Collins: general support for changes

The Solicitors Regulation Authority (SRA) is to revisit its policy on requiring firms to report non-material breaches to examine whether it amounts to an “unnecessary burden” on the profession.

At a specially convened meeting yesterday, the authority’s board approved the first 10 proposals in its red tape initiative. At the same time, it announced some of the next areas to be investigated.

They include improving online practising certificate renewal, education and training regulations (such as simplifying training contract registration), simplifying the regulatory maze, and addressing operational administration, such as handling the notification of new managers electronically.

Reporting requirements to the SRA by law firms, a grey area of regulatory compliance that has caused disquiet among solicitors, will also be scrutinised. Some respondents to the consultation commented that the new reporting requirements – particularly in relation to non-material breaches – “place an unnecessary burden on the profession”, the SRA said.

Approval of the 10 reforms in the SRA’s initial list means the lifting of restrictions on charging by in-house lawyers employed by not-for-profit organisations and allows solicitors working in-house for local authorities to charge charities for legal services.

The latter issue was the subject of 56 of a total 93 consultation responses, all from individual employees at Kent County Council. They, along with colleagues at other authorities, suggested extending permission to charge to areas beyond their particular local authority. The SRA said it would consider an extension at a later date, because providing services ‘out of area’ would in effect put them on a par with commercial entities.

A red tape initiative plan to passport foreign lawyers into partnerships, which last week came under fire from the Law Society, was approved in spite of the society’s objections. The SRA pledged only to review the approval process for foreign lawyers, including their knowledge of regulatory obligations.

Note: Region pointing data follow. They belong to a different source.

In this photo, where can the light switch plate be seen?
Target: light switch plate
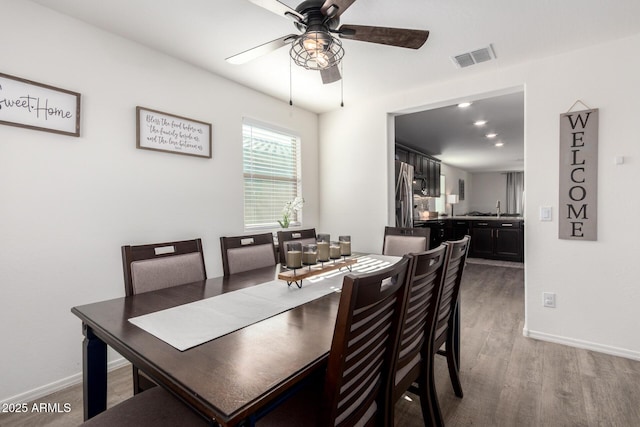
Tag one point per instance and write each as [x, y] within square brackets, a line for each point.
[545, 213]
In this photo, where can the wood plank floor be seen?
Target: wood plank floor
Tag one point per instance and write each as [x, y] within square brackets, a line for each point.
[508, 380]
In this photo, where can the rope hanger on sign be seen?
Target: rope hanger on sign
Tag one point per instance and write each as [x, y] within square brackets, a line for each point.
[575, 103]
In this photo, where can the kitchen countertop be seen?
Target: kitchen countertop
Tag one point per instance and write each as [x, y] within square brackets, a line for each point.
[473, 218]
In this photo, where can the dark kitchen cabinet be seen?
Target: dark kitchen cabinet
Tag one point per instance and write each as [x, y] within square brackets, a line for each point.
[424, 167]
[437, 232]
[502, 240]
[457, 229]
[402, 155]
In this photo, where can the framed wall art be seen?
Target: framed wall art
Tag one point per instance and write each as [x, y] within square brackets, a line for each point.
[31, 105]
[161, 131]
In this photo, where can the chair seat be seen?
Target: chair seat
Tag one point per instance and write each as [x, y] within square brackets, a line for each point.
[301, 409]
[153, 407]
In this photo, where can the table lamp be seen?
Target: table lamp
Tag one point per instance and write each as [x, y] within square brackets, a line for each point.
[452, 199]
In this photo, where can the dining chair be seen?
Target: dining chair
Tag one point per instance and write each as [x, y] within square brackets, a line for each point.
[155, 407]
[444, 331]
[424, 280]
[399, 241]
[156, 266]
[243, 253]
[353, 390]
[306, 237]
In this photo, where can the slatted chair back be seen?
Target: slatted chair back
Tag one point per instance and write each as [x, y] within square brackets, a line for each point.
[424, 279]
[455, 262]
[305, 237]
[244, 253]
[399, 241]
[445, 325]
[363, 347]
[162, 265]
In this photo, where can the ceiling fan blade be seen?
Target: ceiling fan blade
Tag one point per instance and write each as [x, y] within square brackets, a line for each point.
[401, 37]
[333, 8]
[330, 75]
[279, 9]
[261, 50]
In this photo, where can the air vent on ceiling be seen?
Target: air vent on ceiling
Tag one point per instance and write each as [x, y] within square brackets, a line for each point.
[474, 57]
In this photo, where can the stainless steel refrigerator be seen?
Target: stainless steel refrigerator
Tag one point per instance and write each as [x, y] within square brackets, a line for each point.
[404, 194]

Another proposal to which the society also objected strongly – to scrap a requirement that authorised training providers have to seek reauthorisation every three years – was given the green light nevertheless. The SRA responded that providers were required to notify of any material changes that might affect their ability to train effectively, so reauthorisation was unnecessary.

Other proposals waved through by the SRA board included allowing compliance officers to operate in related entities, abolishing the need for SRA approval of trainee secondments, and removing the need for student re-enrolment after four years.

Richard Collins, SRA executive director for policy, said: “The response to the consultation exercise was positive… Not everyone who responded was in favour of the removals we had suggested – and some wished us to go further than proposed – but there was general support.”